Interest rates reached 14% per year.
Regarding deposit interest rates, according to a survey conducted in early February, among the "Big 4" banks, the Vietnam Agricultural and Rural Development Bank ( Agribank ) significantly increased its interest rate schedule, applicable to most terms from 1 to 24 months. According to the newly updated online deposit interest rate schedule, the interest rate for 1-2 month terms increased by 0.2% to 3.2%/year; the 3-5 month term also increased by 0.2% to 3.7%/year; 6-9 month increased by 0.7% to 5.7%/year; and the 12-24 month term increased by 0.7% to 6%/year after more than two years.
According to the online savings interest rate charts of the Vietnam Investment and Development Bank ( BIDV ) and the Vietnam Joint Stock Commercial Bank for Industry and Trade (VietinBank), the interest rate for 1-2 month terms is 3%/year; 3-5 month terms is 3.4%/year; 6-11 month terms is 4.5%/year; and 12 month terms is 5.2%/year. The highest interest rate is 5.3%/year, applicable to terms of 13-36 months. Meanwhile, the Vietnam Foreign Trade Joint Stock Commercial Bank (Vietcombank) maintains low deposit interest rates, with 2.1%/year for 1-2 month terms; 2.4%/year for 3-5 month terms; 3.5%/year for 6-11 month terms; and 5.2%/year for 12-24 month terms.
Among joint-stock commercial banks, interest rates are quite differentiated, especially for medium and long-term deposits. Specifically, for 1-3 month terms, the common interest rate is 4-4.75%/year; for 6-9 month terms, it's 6-6.5%/year, and even exceeds 7%/year (PGBank offers 7.1%/year,SHB applies 7.5% for online deposits...). For longer terms of 12-18 months, deposit interest rates continue to be pushed to high levels of 6.5% or higher.
Rising deposit interest rates have led banks to simultaneously adjust lending rates upwards, especially in the real estate sector. Even the "Big 4" banks are applying real estate lending rates exceeding 10% per year. According to experts, the lending interest rate policy of state-owned banks is allocated according to the purpose of capital use, thereby reflecting the policy of controlling credit to real estate and prioritizing capital flows for production and business activities. Specifically, the average real estate lending interest rate is at least 9.7% per year when fixed for the first 6 months; 10.1% per year when fixed for 12 months; and 13.5% per year when fixed for the first 18 months. Meanwhile, interest rates for loans to meet living needs with collateral (not intended for real estate purchases), such as car loans or loans to repay debts early at other credit institutions, are significantly lower, commonly below 9% per year.
Be cautious when taking out a mortgage.
Explaining the reasons for the increase in real estate loan interest rates, Ms. Tran Hong Phuong, a real estate consultant in the Long Bien area, said that the real estate market is facing many risks, especially in the segment of properties under construction. In reality, many developers are applying policies of grace periods for interest and principal, so the financial pressure is not yet clearly apparent, but significant risks are predicted to emerge in the coming period. The interest rates applied by major banks for real estate loans, at 12-14% per year, are considered very high compared to before and are only fixed rates applied for 6-12 months. After the grace period ends, the addition of floating interest rates creates very heavy pressure on borrowers.

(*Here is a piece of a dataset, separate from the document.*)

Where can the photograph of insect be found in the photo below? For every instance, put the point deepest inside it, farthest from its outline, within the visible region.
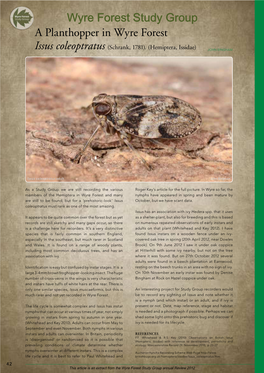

Based on these interest rates, a borrower of 2 billion VND over 20 years would have to pay approximately 25-26 million VND per month in interest. If borrowing 4-5 billion VND, the amount the borrower would have to pay would exceed 50 million VND per month, not including the principal repayments. With these interest rates, many experts predict that real estate prices may "cool down" by the end of 2026 as many investors are forced to "sell off" their properties due to the unbearable pressure of high interest rates.
Economist Dr. Chau Dinh Linh (Ho Chi Minh City University of Banking) believes that real estate and banking are two sectors with a symbiotic relationship, closely linked and intertwined. However, in recent times, real estate has mainly focused on the mid-range and high-end segments, not to mention commercial real estate and speculative activities. Rapidly rising interest rates will cause liquidity problems. The real estate market will gradually become less liquid, even "freezing" in some segments, and the banking system itself will be significantly affected. These impacts will be reflected in loan growth, asset quality, and the profitability of banks. High interest rates can be seen as a major "test" for the real estate industry, and also a test for the banking system.
Forecasts suggest that primary real estate prices may see a slight downward adjustment in 2026, following sharp increases in previous years, based on two main factors: increased supply as new projects enter the market and the rise in mortgage interest rates over the past year. Therefore, experts also advise small-scale investors to be cautious when borrowing from banks to buy houses, avoiding interest rate "traps" after the preferential period, when banks apply floating interest rates based on market conditions.